This article contains spoilers for Uncharted 3: Drake's Deception.

Uncharted 3

Nathan Drake is flung from the burning wreckage of a rapidly crashing airplane, launched into a freefall toward certain death in the middle of the baking desert.

Burning wreckage falling around him, our dashing protagonist is able to make out his only chance for survival: He's careening toward a cargo crate the plane had been carrying. Thinking quickly, he remembers from a prior altercation that the crates have parachutes attached. He clings to the box, desperately clawing at a handle to release the chute and fall softly to earth.

Except when I was playing, that is. In my version of events, Drake saw a hulking great wooden box heading toward him, and he naturally assumed he should be wary of said box clobbering him in the face. Threat deftly avoided, he was free to careen toward the dunes below unhindered.

Oops. Restart.


Uncharted 3

Critics have largely lauded Uncharted 3's story, which, judged solely in videogame terms or not, is an entertaining romp. Its characters, both familiar and new, are well formed, and it understands how to pace of key moments to make them memorable, which is something so oft forgotten.

After the game's release, though, more dissenting voices arose. Disgruntled types never felt in control of proceedings, or when they were in control of the sort of out-of-the-screen chase sequences that Naughty Dog really doesn't seem to have been able to let go since the Crash Bandicoot days, they felt a Stuntman-like frustration, requiring rote memorization to progress.

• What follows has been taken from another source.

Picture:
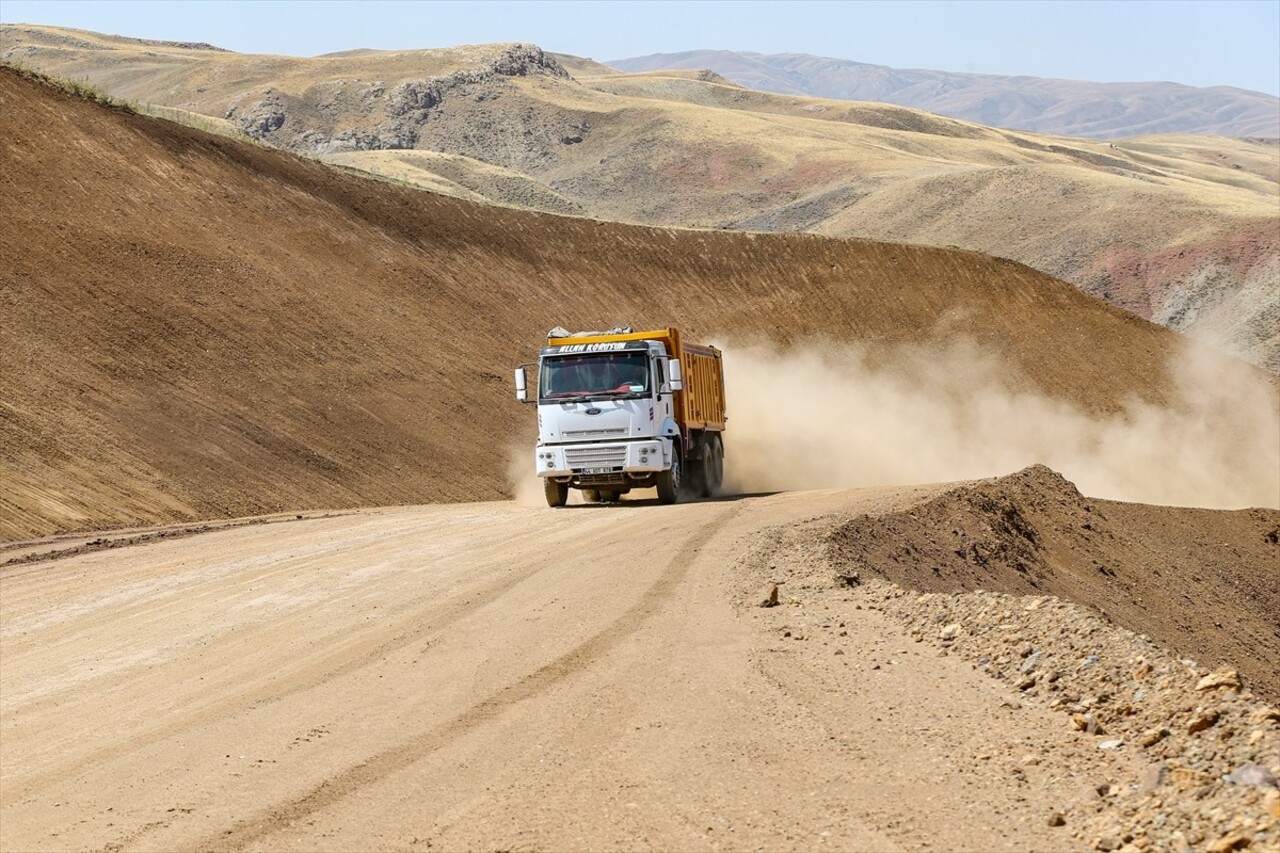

Uncharted always seems to be a franchise about dichotomy. Two years ago, I (like many others) was at a loss to how good ol' man of the people Nate Drake could be quite such a psychopathic, mass-murdering bastard and get away with it. It seemed then necessity had birthed violent invention — drama has to arise from conflict, and the only way we're trained to deal with conflict as gamers is to shoot things in the face. Perhaps saying so is underestimating the audience, but not by much. I accepted the counterpoint at the time. 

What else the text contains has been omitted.